At this week's State of Our State Conference, Morrison Institute's annual signature event, the updated report on "Arizona's Voter Crisis" was distributed and findings were presented. You can find a PDF version to download HERE.

October 2018 saw record rainfall in Arizona, yet this week marked the 484th week of drought for our state. In other words, just as one good rainfall doesn't end a drought, one good mid-term turnout doesn't end Arizona's voter crisis.

That isn't to say there isn't cause for celebration. A midterm turnout of better than 63 percent among registered voters is the result of many hard-working individual and group efforts to get out the vote. But celebration should not lead to complacency any more than it should conflate into confidence that this midterm somehow signifies a permanent change in the voter climate.

Not to pop anyone's balloon, but if history of Arizona voter turnout shows us anything, it's that every midterm takes on a life of its own. A healthy midterm for voter participation doesn't guarantee voter vitality going forward. Every harvest is different and last year's crop means little to next season's seeds.

For example, Arizona's record 65.12 percent turnout in midterm 1982 fell back to 55.68 percent in the following midterm, 1986. There was no consistent growth. The 60.47 percent midterm turnout in 2006 was followed by a 55.65 percent yield in midterm 2010.

What will midterm 2022 look like? Can we build on the momentum?

Midterms are the most difficult elections to predict, given their wide swing in recent years - from 45.82 percent in 1998, to a near-record 65.12 percent in midterm 2018. Sometimes a big midterm portends a big presidential election cycle two years later, and sometimes not.

We'll see in the 2020 election whether the "blue wave" has crested. In this case, hindsight will be 2020, at least for a single election cycle, until the next midterm.

But really, what's particularly troublesome about getting giddy over Arizona's "historic mid-term" is our fixation on the 2.4 million voter turnout among registered voters. That's a big number. However, lack of participation by potential and eligible voters - those U.S. citizens age 18 or older - is more than that total, even though they are essential to our representative de-mocracy.
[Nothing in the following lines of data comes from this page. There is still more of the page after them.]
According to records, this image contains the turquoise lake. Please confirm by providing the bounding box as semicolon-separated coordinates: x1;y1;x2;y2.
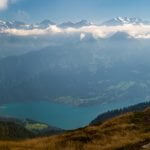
0;99;145;129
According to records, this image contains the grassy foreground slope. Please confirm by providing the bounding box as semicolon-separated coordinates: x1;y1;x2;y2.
0;108;150;150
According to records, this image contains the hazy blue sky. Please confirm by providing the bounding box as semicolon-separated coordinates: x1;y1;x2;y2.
0;0;150;23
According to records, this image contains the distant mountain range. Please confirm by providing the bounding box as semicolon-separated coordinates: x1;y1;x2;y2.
0;17;149;30
0;17;150;58
0;17;150;107
0;19;92;30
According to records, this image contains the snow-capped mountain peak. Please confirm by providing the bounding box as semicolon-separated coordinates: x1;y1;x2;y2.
0;17;150;31
115;17;142;24
102;17;150;26
59;20;93;28
0;19;56;30
38;20;56;28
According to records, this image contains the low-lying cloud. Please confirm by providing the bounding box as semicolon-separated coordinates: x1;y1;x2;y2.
2;24;150;39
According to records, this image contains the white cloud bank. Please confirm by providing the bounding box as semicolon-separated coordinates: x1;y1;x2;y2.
0;0;18;10
2;24;150;39
0;0;8;10
3;25;62;36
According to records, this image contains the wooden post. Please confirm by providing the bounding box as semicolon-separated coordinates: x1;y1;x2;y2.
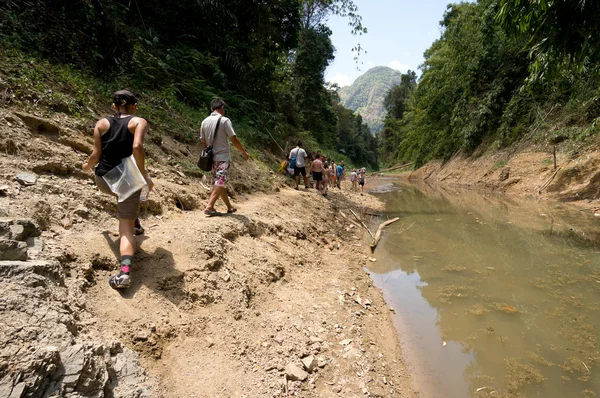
553;145;557;170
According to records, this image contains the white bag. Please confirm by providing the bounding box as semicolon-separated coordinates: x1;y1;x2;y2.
102;155;147;202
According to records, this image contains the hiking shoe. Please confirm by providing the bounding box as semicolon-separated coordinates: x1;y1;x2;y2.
109;273;131;289
134;219;144;235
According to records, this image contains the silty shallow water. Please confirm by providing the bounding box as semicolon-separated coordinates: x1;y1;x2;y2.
366;181;600;398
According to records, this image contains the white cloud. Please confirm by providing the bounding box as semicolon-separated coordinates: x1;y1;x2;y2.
327;73;351;87
387;60;411;73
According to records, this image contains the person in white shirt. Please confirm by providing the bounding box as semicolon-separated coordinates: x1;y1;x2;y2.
289;141;309;190
200;99;249;215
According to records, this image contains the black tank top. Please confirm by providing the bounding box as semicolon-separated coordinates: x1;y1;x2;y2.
95;115;135;177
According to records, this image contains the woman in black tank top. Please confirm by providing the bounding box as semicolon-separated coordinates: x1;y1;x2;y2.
82;90;153;290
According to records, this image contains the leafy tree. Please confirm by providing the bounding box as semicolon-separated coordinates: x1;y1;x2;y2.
497;0;600;76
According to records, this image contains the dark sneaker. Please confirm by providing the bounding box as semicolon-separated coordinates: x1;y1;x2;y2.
109;273;131;289
134;219;144;235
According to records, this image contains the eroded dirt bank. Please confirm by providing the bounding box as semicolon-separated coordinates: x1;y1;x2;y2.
405;146;600;210
0;107;415;397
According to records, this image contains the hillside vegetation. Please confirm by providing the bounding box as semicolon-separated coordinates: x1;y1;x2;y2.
0;0;379;169
379;0;600;168
339;66;403;134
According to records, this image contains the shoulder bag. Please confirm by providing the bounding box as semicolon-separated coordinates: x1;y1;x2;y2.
197;116;223;171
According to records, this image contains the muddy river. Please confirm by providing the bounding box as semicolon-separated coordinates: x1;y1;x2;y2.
366;181;600;398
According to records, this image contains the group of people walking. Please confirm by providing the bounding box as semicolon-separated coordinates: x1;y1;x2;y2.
82;91;368;290
283;142;367;195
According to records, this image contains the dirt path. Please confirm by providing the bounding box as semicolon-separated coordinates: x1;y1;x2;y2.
55;185;415;397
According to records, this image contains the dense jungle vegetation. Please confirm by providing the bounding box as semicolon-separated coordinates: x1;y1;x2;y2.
0;0;379;169
379;0;600;167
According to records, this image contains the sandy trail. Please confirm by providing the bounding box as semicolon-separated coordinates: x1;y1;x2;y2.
56;185;415;397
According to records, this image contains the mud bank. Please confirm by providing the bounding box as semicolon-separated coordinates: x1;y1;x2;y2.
405;146;600;210
0;107;416;397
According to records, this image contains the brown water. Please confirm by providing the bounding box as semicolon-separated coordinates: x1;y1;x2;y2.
366;181;600;398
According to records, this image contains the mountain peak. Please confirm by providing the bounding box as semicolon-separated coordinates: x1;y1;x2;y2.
339;67;404;133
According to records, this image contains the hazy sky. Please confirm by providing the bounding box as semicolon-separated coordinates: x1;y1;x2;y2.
325;0;457;87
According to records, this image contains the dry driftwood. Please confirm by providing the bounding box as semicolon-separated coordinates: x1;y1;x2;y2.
536;167;561;194
370;217;400;251
339;211;363;230
349;209;375;240
373;162;413;174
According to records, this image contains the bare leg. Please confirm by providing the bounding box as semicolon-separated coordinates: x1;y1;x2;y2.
218;186;233;210
303;175;309;188
295;175;300;189
206;187;221;210
119;218;136;256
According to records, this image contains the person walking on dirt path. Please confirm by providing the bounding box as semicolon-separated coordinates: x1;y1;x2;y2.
336;162;344;189
358;168;366;194
330;161;337;189
350;169;358;192
322;161;330;196
201;99;250;216
82;90;153;289
289;141;309;190
311;154;324;192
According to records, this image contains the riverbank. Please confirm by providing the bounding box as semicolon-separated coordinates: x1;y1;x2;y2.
403;145;600;211
0;107;416;397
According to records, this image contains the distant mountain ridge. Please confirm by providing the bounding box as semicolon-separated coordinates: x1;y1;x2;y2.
338;66;403;134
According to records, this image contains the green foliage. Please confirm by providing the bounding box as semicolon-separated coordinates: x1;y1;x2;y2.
0;0;377;168
379;0;600;168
These nonvoters are often young (this mean you, millennials) and poor, perhaps never having finished high school nor going to college, and likely people of color (especially Latino). There are many reasons why people don't vote, as the report points out.

Regardless, it is estimated that less than half (48 percent) of otherwise eligible voters (both registered and non-registered) cast a ballot in Arizona's 2018 midterm election. National voter turnout figures are similar.

So, is having less than half of citizens exercising their right to vote a reason to celebrate? Or, in a representative democracy, is it reason to be concerned?

When do we sound the alarm for Arizona's voter crisis as we did for the opioid crisis? Is it when non-participation hits 55 percent or 60 percent? Maybe 65 percent or even 70 percent?

Pick a number, because we are a state and nation divided in half - between those who vote and are a part of our democratic government, and those who don't and aren't. As a society, we cannot operate at full potential when we're only at half capacity, any more than if half of our workforce failed to show up tomorrow … and the next day, and the day after that for the fore-seeable future.

I often say, "Voters don't determine elections, nonvoters do." Until that statement cannot be reasonably argued because voter participation overwhelmingly says otherwise, Arizona's voter crisis continues and, I'm sorry to say, despite the record October rains, so does the drought.